28

I am going through Spark Programming guide that says:

Broadcast variables allow the programmer to keep a read-only variable cached on each machine rather than shipping a copy of it with tasks.

Considering the above, what are the use cases of broadcast variables? What problems do broadcast variables solve?

When we create any broadcast variable like below, the variable reference, here it is broadcastVar available in all the nodes in the cluster?

val broadcastVar = sc.broadcast(Array(1, 2, 3))
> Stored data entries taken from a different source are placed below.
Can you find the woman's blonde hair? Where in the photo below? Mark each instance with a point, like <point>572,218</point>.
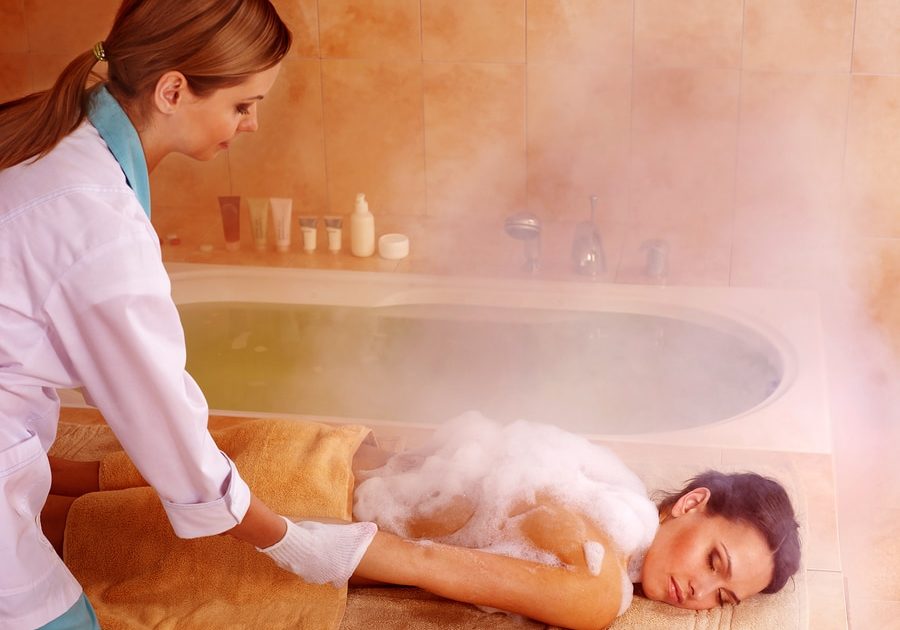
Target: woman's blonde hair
<point>215,43</point>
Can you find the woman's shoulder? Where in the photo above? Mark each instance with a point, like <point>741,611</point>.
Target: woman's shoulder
<point>80,164</point>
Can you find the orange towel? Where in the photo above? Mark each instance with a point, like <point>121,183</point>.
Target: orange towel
<point>138,574</point>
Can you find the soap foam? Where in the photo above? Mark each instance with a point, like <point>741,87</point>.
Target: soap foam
<point>497,466</point>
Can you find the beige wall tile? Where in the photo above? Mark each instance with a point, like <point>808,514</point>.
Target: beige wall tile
<point>14,79</point>
<point>474,139</point>
<point>876,43</point>
<point>876,276</point>
<point>579,119</point>
<point>868,612</point>
<point>580,31</point>
<point>67,28</point>
<point>13,37</point>
<point>872,165</point>
<point>688,33</point>
<point>684,136</point>
<point>826,601</point>
<point>188,186</point>
<point>473,30</point>
<point>302,17</point>
<point>790,155</point>
<point>286,156</point>
<point>800,35</point>
<point>45,68</point>
<point>374,138</point>
<point>370,29</point>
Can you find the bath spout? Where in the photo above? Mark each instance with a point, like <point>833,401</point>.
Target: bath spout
<point>526,227</point>
<point>587,246</point>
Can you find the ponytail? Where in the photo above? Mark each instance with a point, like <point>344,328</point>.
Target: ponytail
<point>214,43</point>
<point>32,125</point>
How long these variables available in the memory of the nodes?

Shaido
  • 27,497
  • 23
  • 70
  • 73

2 Answers2

35

If you have a huge array that is accessed from Spark Closures, for example, some reference data, this array will be shipped to each spark node with closure. For example, if you have 10 nodes cluster with 100 partitions (10 partitions per node), this Array will be distributed at least 100 times (10 times to each node).

If you use broadcast, it will be distributed once per node using an efficient p2p protocol.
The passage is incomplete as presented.